This invention relates to apparatus for winding web. It relates more particularly to winding apparatus which maintains constant tension in the web during the winding operation.
A web winder is a machine which winds up the output of a web producing machine into a roll. For example, a winder may be positioned to receive printed web from a printing press. Sometimes the web winder may include a splicer so that a succession of webs of finite length can be wound up continuously on the same roll. An example of such a winder is disclosed in U.S. Pat. No. 3,756,526 owned by the assignee of the present application.
In web winders generally, it is desirable to maintain constant tension in the web span between the web producing machine and the building web roll. Consequently, the web is trained through a tension sensing device such as a force-loaded dancer positioned between the web producing machine and the web roll. Web tension upsets cause the dancer to move from a selected reference position reflecting the desired web tension. These movements are sensed and used to increase or decrease the speed of the motive means driving the winding web roll as needed to maintain the dancer at its reference position thus compensating for the tension upset. For example, if web tension increases, the dancer is moved from its reference position in one direction. This displacement is sensed and a control signal is applied to the motive means causing it to slow down. This reduces the tension in the web with the result that the dancer returns to its reference position. Conversely, if the tension in the web decreases, the dancer moves in the opposite direction causing the motive means to speed up sufficiently to return the dancer to its reference position.
Winders may be classified into two general types, namely, surface winders and center winders. In the former, a driven roll engages the outermost convolution of the building web roll. In the absence of a web tension upset, the surface speed of the driven roll remains constant as the radius of the building roll increases. In the center winder, with which we are concerned here, however, the core chucks or spindle on which the web is being wound is given a velocity and torque such as to impart a constant tension or a selected tension taper to the web. In the center winder, then, the web surface speed and therefore its tension will vary depending upon the roll radius. Consequently, a center winder drive is required to impart torque and angular velocity to the winding roll that are dependent upon the roll radius. That is, the winder drive requires increasing torque at decreasing angular velocity to maintain selected web tension and surface speed conditions.

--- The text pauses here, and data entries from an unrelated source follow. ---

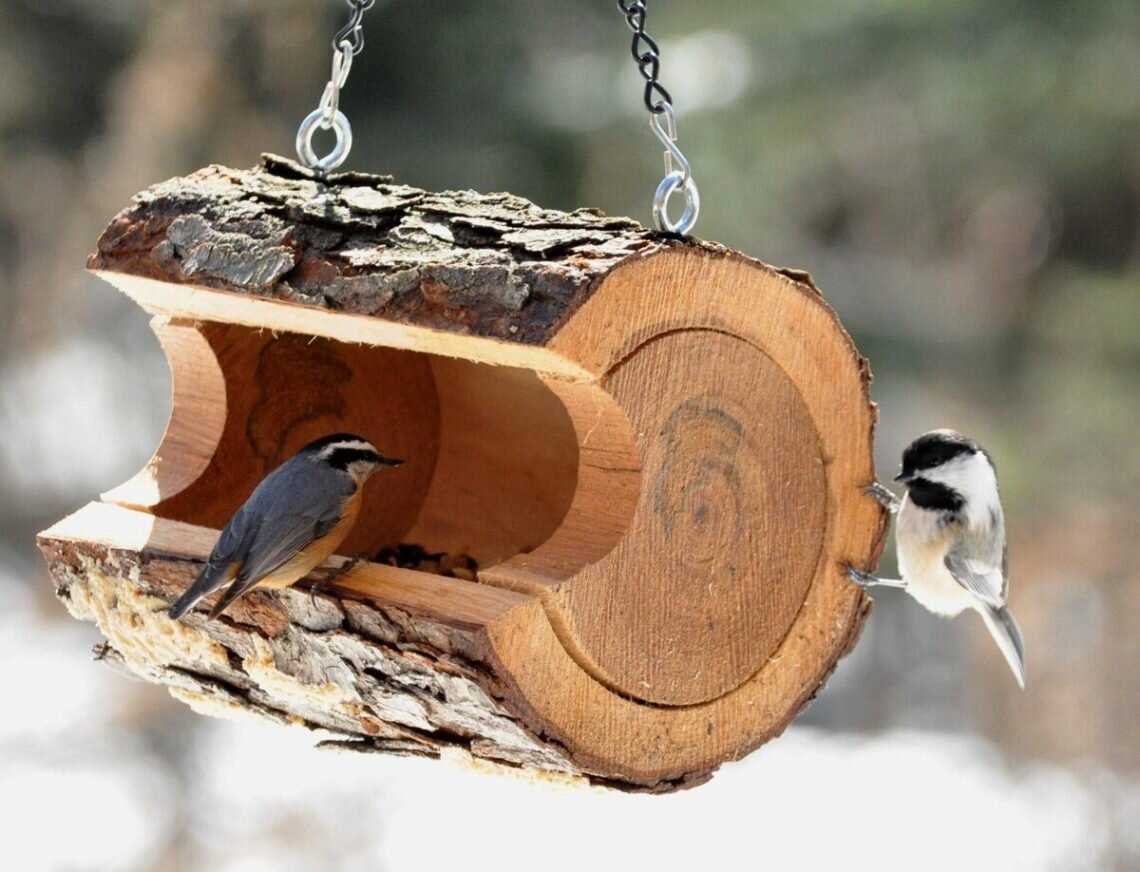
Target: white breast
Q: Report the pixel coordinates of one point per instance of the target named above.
(921, 545)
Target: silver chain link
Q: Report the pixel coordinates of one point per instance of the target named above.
(347, 43)
(678, 173)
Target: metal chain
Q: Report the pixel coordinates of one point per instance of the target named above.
(347, 43)
(678, 173)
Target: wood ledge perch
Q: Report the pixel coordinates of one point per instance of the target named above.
(653, 448)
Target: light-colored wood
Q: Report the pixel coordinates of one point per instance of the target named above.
(654, 447)
(507, 463)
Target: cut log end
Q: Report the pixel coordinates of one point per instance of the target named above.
(653, 449)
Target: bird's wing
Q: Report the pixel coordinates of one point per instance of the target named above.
(978, 561)
(287, 521)
(1008, 635)
(224, 564)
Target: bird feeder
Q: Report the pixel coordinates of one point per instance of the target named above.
(653, 448)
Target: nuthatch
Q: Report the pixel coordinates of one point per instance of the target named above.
(951, 537)
(292, 522)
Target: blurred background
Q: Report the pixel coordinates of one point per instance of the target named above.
(961, 178)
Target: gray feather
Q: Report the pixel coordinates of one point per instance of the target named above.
(296, 503)
(229, 551)
(978, 560)
(1008, 636)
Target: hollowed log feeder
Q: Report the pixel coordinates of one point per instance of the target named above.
(654, 449)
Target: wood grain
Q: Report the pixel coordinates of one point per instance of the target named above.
(656, 448)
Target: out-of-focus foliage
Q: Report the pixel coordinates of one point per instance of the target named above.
(961, 177)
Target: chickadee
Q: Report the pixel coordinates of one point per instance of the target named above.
(292, 522)
(951, 537)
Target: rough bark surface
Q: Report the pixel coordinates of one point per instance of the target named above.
(376, 678)
(659, 587)
(358, 243)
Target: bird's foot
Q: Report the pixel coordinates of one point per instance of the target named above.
(316, 587)
(884, 496)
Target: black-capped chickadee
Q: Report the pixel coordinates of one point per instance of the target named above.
(293, 521)
(951, 537)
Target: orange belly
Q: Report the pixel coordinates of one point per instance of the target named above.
(316, 552)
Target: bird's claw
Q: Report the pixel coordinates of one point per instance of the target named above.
(864, 579)
(345, 567)
(884, 496)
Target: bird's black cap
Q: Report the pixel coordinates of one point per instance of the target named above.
(933, 449)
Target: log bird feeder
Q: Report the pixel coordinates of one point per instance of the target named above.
(652, 447)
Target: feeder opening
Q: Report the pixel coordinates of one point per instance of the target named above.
(490, 453)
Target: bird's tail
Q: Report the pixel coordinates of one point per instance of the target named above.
(1008, 636)
(211, 578)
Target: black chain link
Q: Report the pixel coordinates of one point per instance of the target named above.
(648, 56)
(353, 31)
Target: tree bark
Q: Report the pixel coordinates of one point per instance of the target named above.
(659, 474)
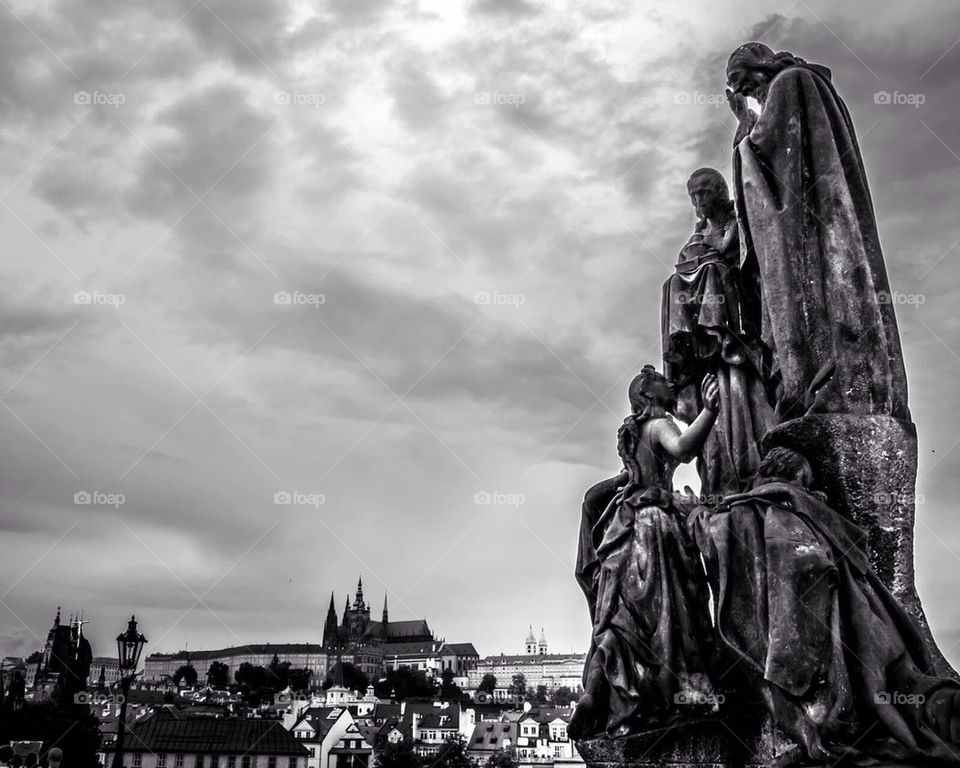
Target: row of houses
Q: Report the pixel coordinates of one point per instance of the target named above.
(430, 656)
(348, 736)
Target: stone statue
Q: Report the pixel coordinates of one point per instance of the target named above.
(809, 234)
(644, 582)
(704, 331)
(839, 664)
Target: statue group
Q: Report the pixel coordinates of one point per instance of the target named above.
(778, 590)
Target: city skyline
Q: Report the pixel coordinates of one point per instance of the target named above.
(298, 293)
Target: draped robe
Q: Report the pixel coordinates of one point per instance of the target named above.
(809, 238)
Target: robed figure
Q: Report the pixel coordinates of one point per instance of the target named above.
(642, 576)
(840, 665)
(810, 238)
(706, 331)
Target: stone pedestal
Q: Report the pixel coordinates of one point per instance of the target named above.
(867, 466)
(732, 742)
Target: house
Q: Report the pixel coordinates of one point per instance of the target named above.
(331, 736)
(170, 738)
(489, 737)
(542, 737)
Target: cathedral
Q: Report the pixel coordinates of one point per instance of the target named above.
(356, 627)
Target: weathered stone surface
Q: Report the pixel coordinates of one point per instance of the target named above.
(867, 466)
(739, 742)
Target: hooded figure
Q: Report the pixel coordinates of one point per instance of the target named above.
(809, 238)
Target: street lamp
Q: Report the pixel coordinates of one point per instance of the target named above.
(129, 647)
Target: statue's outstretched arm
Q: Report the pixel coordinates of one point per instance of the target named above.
(686, 445)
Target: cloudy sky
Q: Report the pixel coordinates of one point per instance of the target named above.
(471, 205)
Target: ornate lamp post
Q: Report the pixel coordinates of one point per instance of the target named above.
(129, 647)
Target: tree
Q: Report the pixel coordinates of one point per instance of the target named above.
(518, 686)
(278, 673)
(488, 684)
(299, 679)
(502, 758)
(250, 676)
(405, 683)
(218, 676)
(453, 754)
(449, 689)
(353, 677)
(398, 756)
(187, 674)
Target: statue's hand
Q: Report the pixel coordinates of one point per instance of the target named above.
(710, 390)
(738, 105)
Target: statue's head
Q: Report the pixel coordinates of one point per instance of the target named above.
(651, 391)
(752, 67)
(708, 192)
(787, 466)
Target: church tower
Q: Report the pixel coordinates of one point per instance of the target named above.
(531, 642)
(330, 626)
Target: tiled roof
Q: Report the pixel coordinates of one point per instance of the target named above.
(164, 732)
(530, 658)
(256, 649)
(490, 736)
(447, 718)
(461, 649)
(321, 718)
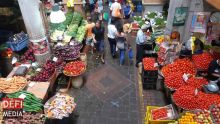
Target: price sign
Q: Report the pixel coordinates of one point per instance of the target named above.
(22, 96)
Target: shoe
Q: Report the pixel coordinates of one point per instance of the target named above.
(136, 65)
(103, 61)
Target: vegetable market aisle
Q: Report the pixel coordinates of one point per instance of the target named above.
(110, 94)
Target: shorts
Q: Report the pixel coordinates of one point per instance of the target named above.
(89, 41)
(100, 46)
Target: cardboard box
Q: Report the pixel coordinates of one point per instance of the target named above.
(39, 89)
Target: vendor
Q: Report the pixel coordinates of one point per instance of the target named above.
(140, 39)
(214, 71)
(186, 49)
(198, 46)
(216, 42)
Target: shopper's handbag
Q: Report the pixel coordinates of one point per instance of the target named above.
(120, 45)
(117, 13)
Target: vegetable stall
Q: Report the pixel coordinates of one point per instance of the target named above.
(43, 86)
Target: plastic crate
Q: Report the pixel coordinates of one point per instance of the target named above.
(17, 46)
(149, 80)
(148, 86)
(149, 74)
(148, 117)
(4, 35)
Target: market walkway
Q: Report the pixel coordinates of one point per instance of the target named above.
(110, 94)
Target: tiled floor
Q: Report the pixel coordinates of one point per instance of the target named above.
(110, 93)
(113, 94)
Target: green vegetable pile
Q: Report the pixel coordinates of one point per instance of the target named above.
(31, 102)
(69, 17)
(80, 34)
(72, 30)
(152, 15)
(77, 18)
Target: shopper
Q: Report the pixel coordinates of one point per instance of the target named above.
(98, 39)
(140, 39)
(89, 35)
(91, 6)
(116, 11)
(112, 32)
(130, 54)
(100, 9)
(214, 71)
(121, 45)
(198, 46)
(127, 11)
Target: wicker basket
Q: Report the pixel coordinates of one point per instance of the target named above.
(52, 80)
(41, 58)
(77, 82)
(83, 57)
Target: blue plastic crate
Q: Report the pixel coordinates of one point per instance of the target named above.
(4, 35)
(19, 45)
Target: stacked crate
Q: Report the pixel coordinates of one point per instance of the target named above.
(149, 74)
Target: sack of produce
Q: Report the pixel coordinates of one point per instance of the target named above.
(59, 106)
(31, 102)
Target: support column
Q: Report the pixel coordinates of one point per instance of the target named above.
(34, 24)
(193, 6)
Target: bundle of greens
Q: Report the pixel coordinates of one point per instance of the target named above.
(80, 34)
(31, 102)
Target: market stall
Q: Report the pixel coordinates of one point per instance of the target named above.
(42, 72)
(186, 83)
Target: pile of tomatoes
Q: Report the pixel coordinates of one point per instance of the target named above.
(149, 64)
(174, 80)
(197, 82)
(74, 68)
(179, 66)
(159, 114)
(202, 60)
(186, 98)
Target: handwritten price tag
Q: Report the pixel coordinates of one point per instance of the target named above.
(22, 96)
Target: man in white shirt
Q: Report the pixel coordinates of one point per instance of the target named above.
(140, 39)
(114, 9)
(112, 32)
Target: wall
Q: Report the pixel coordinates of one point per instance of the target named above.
(193, 6)
(151, 8)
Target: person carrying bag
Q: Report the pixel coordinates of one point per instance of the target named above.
(121, 45)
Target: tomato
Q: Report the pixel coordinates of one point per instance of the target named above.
(197, 82)
(185, 98)
(159, 114)
(148, 64)
(74, 68)
(179, 66)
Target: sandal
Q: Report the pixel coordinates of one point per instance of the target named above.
(103, 61)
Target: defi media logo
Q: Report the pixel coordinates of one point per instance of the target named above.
(12, 107)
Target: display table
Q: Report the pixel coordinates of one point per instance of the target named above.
(39, 89)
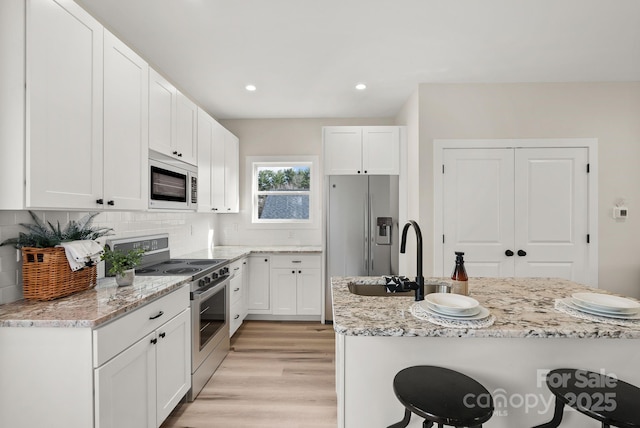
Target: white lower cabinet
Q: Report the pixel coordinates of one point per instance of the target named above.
(295, 285)
(259, 299)
(126, 388)
(142, 384)
(129, 372)
(237, 291)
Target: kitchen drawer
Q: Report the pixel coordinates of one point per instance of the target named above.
(118, 335)
(295, 261)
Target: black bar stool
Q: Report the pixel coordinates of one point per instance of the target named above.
(604, 398)
(442, 396)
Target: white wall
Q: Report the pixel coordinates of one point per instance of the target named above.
(609, 112)
(276, 137)
(409, 116)
(187, 232)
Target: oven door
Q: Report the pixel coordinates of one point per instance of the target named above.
(172, 186)
(210, 321)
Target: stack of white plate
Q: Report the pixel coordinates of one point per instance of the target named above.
(604, 305)
(454, 306)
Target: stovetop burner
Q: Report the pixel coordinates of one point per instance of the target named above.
(181, 271)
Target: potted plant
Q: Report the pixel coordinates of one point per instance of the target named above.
(46, 274)
(122, 264)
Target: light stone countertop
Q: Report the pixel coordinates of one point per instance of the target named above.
(233, 252)
(91, 308)
(523, 307)
(106, 301)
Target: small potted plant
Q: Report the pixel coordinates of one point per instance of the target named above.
(122, 264)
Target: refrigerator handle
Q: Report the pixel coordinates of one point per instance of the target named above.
(365, 241)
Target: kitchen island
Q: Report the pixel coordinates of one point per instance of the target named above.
(378, 336)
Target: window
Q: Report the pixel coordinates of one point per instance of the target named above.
(282, 192)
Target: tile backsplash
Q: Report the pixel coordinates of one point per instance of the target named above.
(187, 232)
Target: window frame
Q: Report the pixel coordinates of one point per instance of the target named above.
(284, 161)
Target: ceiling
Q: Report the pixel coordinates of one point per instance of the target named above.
(305, 56)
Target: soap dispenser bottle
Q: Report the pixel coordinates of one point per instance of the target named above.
(459, 276)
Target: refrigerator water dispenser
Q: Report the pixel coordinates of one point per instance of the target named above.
(383, 236)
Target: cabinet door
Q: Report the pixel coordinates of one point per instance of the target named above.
(64, 114)
(551, 206)
(283, 291)
(381, 150)
(206, 126)
(308, 292)
(218, 183)
(342, 150)
(125, 388)
(173, 357)
(162, 113)
(478, 210)
(126, 126)
(186, 147)
(231, 172)
(259, 285)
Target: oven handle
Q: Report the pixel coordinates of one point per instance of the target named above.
(197, 296)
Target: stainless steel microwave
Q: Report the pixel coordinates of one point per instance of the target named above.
(173, 185)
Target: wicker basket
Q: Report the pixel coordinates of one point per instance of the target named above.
(46, 274)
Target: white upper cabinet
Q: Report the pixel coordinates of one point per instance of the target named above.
(218, 163)
(162, 113)
(373, 150)
(64, 99)
(186, 130)
(173, 120)
(126, 118)
(206, 126)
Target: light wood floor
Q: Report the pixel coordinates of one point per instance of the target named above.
(277, 374)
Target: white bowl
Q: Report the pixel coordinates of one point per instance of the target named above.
(452, 303)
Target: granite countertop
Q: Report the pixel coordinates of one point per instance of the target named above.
(523, 307)
(91, 308)
(107, 301)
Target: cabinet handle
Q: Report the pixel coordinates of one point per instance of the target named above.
(157, 316)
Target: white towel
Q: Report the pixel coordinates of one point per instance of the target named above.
(82, 253)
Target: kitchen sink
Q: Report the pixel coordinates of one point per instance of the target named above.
(368, 289)
(375, 290)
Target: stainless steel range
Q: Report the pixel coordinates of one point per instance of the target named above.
(209, 301)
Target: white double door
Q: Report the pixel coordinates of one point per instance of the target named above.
(519, 212)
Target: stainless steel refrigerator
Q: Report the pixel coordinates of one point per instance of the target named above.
(362, 228)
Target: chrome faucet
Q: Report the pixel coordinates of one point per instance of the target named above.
(418, 285)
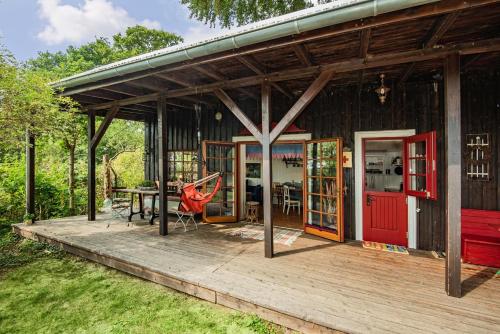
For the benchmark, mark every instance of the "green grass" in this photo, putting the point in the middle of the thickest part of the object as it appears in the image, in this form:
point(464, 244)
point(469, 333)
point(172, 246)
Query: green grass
point(43, 290)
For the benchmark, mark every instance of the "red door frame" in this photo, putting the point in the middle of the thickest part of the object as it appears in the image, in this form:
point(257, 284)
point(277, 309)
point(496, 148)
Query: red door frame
point(365, 192)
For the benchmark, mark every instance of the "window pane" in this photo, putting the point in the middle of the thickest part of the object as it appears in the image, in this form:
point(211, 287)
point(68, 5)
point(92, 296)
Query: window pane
point(313, 218)
point(313, 151)
point(313, 185)
point(313, 167)
point(314, 202)
point(330, 221)
point(329, 150)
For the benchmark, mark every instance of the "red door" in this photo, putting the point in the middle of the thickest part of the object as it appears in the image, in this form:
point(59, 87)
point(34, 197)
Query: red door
point(385, 210)
point(385, 217)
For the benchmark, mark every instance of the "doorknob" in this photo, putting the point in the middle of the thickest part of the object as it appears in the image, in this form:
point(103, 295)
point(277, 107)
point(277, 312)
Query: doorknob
point(369, 200)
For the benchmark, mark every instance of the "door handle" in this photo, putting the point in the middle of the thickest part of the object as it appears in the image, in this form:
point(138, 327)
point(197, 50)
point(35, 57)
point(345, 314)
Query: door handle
point(369, 200)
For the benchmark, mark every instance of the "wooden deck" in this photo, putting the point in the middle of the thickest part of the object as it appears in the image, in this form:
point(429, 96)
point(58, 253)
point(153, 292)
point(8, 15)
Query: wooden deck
point(312, 286)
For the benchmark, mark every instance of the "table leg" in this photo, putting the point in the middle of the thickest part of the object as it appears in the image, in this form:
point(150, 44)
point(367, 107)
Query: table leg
point(141, 205)
point(131, 207)
point(153, 215)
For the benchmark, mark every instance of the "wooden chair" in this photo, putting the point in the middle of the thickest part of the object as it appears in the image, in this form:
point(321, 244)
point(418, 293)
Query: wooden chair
point(277, 193)
point(288, 202)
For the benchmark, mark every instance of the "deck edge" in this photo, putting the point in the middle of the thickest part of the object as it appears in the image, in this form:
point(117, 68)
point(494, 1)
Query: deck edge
point(180, 285)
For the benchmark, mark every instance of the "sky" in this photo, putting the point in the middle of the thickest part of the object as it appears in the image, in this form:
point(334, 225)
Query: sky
point(30, 26)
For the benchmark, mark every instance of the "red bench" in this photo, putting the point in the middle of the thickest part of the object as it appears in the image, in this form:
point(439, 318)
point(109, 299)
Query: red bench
point(481, 237)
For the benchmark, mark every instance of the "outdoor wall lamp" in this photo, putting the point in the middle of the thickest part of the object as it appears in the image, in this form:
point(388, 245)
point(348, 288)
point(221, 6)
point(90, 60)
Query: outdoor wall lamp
point(218, 116)
point(382, 90)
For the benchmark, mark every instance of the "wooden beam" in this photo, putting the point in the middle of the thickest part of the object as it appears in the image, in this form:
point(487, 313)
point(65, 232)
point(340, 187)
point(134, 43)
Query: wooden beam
point(467, 64)
point(301, 103)
point(267, 168)
point(453, 189)
point(364, 42)
point(157, 86)
point(490, 45)
point(163, 164)
point(30, 173)
point(434, 9)
point(440, 27)
point(104, 126)
point(217, 76)
point(240, 115)
point(302, 55)
point(91, 167)
point(253, 65)
point(175, 80)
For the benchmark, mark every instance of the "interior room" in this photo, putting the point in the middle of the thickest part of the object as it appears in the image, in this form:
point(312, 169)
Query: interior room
point(287, 174)
point(384, 165)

Since material issuing from a web producing machine is ordinarily approaching the winder at a fixed velocity, the constant web tension winding requirement is equivalent to a constant winder horsepower because the horsepower is proportional to the product of web velocity and web tension. Thus, while the winding horsepower of a center winder remains constant, the drive that provides it must be capable of supplying both a much larger torque and a higher speed than is required by the surface winder in order to properly drive the roll at both roll radius extremes.
If the winding operation is performed by an electric motor coupled to the core shaft or spindle either directly or through a constant mechanical transmission ratio, then the size of the motor will be determined by the maximum torque that must be provided when the roll is full. In most instances, then, this will dictate a motor horsepower rating substantially greater than the horsepower that must actually be delivered to the core chuck or spindle and the ancillary control electronics capable of handling the larger motor.
This maximum horsepower requirement can be reduced to some degree by taking advantage of the desirability of winding the rolls with a tension taper, i.e., a higher web tension at the core than at the surface of the completed roll, and also by such techniques as field weakening in the winder drive motor. However, even the use of such measures does not suffice to overcome the need for an oversized winder drive. As an example, a web roll is typically wound with a build-up ratio of maximum diameter to core diameter of 10 or 12 to 1. An optimum tension taper may be in the range of 1.5 to 2. Motor field weakening can produce an overspeed of a large DC motor on the order of 1.5 times its full torque rated speed. However, although such a technique can provide for a constant horsepower range of up to 6 to 1, the motor size and therefore its cost is still dictated by the maximum torque requirement, which results in a motor frame size capable of 6 times the motor horsepower rating based on full field low RPM operation.
To overcome the aforesaid limitation, various types of variable ratio transmission devices have been incorporated into web winders of this general type. For example, gear shifting devices which provide a plurality of fixed ratios have been used. However, such devices involve an inherent discontinuity in the winding process when changing from one ratio to another which produces web tension upsets. Therefore, these types of devices are usually unacceptable for most continuous web winding applications.
There do exist continuous variable ratio transmissions such as the so-called Variator which avoid such discontinuities. While these have been tried in web winders, their operation has not been entirely satisfactory because they are quite difficult to control by the usual web tension sensing devices. That is, when typical tension sensors such as dancer rollers, tension transducers and the like are used, they are difficult or nearly impossible to interface with such continuously variable speed transmissions due to the slow response of the transmission's speed control. Consequently, such mechanical transmissions have not found wide application in web winding apparatus.